In this paper (as in [Ken15]), we consider an effective version of the characterization of separable metric spaces as zero-dimensional iff every nonempty closed subset is a retract of the space (actually, it is a relative result for closed zero-dimensional subspaces of a fixed space that we have proved). This uses (in the converse direction) local compactness & bilocated sets as in [Ken15], but in the forward direction the newer version has a simpler proof and no compactness assumption. Furthermore, the proof of the forward implication relates to so-called Dugundji systems: we elaborate both a general construction of such systems for a proper nonempty closed subspace (using a computable form of countable paracompactness), and modifications -- to make the sets pairwise disjoint if the subspace is zero-dimensional, or to avoid the restriction to proper subspaces. In a different direction, a second theorem applies in p-adic analysis the ideas of the first theorem to compute a more general form of retraction, given a Dugundji system (possibly without disjointness).
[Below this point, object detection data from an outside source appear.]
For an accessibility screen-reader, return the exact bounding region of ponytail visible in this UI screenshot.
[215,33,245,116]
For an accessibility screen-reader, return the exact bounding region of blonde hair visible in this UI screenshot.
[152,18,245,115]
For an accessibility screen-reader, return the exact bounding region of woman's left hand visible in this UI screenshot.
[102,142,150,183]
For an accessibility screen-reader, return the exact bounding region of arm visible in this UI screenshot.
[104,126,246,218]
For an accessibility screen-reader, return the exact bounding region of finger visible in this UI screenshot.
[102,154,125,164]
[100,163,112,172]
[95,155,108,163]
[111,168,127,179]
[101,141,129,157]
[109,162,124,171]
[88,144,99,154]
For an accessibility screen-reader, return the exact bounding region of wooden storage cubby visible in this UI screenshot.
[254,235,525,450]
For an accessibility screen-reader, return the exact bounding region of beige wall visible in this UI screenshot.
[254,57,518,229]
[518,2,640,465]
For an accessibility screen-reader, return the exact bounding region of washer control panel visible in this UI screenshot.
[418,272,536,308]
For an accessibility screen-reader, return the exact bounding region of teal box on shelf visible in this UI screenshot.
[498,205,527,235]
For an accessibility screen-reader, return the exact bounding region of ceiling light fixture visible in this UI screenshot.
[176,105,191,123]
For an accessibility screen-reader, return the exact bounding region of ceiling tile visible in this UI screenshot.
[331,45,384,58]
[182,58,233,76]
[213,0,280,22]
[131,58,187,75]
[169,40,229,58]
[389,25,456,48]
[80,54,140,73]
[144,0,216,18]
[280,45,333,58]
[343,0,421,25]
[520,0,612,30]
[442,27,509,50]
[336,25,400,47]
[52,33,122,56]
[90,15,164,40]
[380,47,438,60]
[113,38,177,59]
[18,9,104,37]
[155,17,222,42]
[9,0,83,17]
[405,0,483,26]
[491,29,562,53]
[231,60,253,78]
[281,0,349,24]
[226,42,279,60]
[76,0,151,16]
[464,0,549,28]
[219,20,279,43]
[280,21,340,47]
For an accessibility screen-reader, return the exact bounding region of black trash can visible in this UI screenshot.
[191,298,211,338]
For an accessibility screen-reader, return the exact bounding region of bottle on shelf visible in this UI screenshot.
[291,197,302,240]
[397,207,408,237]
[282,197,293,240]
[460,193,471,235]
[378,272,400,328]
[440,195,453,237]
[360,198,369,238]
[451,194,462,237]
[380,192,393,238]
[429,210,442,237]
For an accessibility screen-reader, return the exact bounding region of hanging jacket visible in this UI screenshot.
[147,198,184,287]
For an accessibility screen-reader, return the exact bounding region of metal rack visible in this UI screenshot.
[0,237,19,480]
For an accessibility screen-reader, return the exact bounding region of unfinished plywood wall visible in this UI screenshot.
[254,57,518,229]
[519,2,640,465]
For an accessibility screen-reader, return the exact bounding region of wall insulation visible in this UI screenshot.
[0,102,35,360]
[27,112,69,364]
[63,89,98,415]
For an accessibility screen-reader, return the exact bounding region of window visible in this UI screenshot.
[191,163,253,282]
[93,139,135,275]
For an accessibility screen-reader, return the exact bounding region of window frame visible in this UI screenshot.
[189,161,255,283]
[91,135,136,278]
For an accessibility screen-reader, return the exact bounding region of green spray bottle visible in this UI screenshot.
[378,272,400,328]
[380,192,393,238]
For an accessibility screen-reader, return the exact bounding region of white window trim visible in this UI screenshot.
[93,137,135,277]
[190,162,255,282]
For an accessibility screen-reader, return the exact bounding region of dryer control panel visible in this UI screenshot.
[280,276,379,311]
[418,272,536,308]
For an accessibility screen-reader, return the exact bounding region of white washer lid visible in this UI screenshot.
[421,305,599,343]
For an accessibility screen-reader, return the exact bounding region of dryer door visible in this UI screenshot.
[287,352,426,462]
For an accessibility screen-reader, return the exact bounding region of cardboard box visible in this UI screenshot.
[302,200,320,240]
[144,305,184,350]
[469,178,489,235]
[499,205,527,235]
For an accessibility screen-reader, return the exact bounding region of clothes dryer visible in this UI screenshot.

Finally, we complement the effective retract characterization of zero-dimensional subspaces mentioned above by improving to equivalence the implications (or Weihrauch reductions in some cases), for closed at-most-zero-dimensional subsets with some negative information, among separate conditions of computability of operations N,M,B,S introduced in [Ken15, 4] and corresponding to vanishing large inductive dimension, vanishing small inductive dimension, existence of a countable basis of relatively clopen sets, and the reduction principle for sequences of open sets. Thus, similarly to the robust notion of effective zero-dimensionality of computable metric spaces in [Ken15], there is a robust notion of `uniform effective zero-dimensionality' for a represented pointclass consisting of at-most-zero-dimensional closed subsets.